Despite such accolades, O’Reilly said she and Ruiz-Whalen are constantly working on ways to improve the program. Currently, they are working on efforts to understand how ancestral genetics contributes to cancer. “ISP students will work with Fox Chase, University of Pennsylvania, and Rutgers-Camden faculty to investigate how inherited genetic changes impact the development of particular cancers, with a focus on diseases that particularly affect the Philadelphia community,” O’Reilly said.

Fox Chase Cancer Center (Fox Chase), which includes the Institute for Cancer Research and the American Oncologic Hospital and is a part of Temple Health, is one of the leading comprehensive cancer centers in the United States. Founded in 1904 in Philadelphia as one of the nation’s first cancer hospitals, Fox Chase was also among the first institutions to be designated a National Cancer Institute Comprehensive Cancer Center in 1974. Fox Chase is also one of just 10 members of the Alliance of Dedicated Cancer Centers. Fox Chase researchers have won the highest awards in their fields, including two Nobel Prizes. Fox Chase physicians are also routinely recognized in national rankings, and the Center’s nursing program has received the Magnet recognition for excellence five consecutive times.
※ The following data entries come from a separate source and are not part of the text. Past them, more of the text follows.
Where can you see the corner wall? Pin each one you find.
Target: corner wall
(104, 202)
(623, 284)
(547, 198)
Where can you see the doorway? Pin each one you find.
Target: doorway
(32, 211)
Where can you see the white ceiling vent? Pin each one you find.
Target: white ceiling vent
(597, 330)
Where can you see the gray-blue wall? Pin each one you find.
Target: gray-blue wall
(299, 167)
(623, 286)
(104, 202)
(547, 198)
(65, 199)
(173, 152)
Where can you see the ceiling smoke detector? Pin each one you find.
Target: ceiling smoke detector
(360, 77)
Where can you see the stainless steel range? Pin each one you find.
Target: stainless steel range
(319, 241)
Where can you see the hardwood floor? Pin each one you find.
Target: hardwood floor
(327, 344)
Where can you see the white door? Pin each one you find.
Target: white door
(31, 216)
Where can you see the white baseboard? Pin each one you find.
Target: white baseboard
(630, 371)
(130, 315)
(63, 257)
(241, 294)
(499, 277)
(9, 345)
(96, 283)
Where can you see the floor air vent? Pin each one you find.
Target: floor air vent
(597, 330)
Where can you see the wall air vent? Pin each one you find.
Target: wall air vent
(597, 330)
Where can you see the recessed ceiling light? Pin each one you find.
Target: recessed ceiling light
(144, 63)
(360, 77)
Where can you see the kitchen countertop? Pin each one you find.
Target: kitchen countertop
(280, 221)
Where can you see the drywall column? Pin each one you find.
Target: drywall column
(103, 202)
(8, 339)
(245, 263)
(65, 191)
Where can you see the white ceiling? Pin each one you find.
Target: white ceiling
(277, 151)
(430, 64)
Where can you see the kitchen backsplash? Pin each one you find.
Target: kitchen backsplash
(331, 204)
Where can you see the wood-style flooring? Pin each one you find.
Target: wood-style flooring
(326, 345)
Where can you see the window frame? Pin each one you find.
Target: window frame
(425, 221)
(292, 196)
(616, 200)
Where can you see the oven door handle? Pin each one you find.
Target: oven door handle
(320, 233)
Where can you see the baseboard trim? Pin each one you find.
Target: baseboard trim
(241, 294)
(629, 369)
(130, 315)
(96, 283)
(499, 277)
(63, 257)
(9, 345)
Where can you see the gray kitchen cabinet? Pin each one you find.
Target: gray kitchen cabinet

Today, Fox Chase conducts a broad array of nationally competitive basic, translational, and clinical research, with special programs in cancer prevention, detection, survivorship, and community outreach. It is the policy of Fox Chase Cancer Center that there shall be no exclusion from, or participation in, and no one denied the benefits of, the delivery of quality medical care on the basis of race, ethnicity, religion, sexual orientation, gender, gender identity/expression, disability, age, ancestry, color, national origin, physical ability, level of education, or source of payment.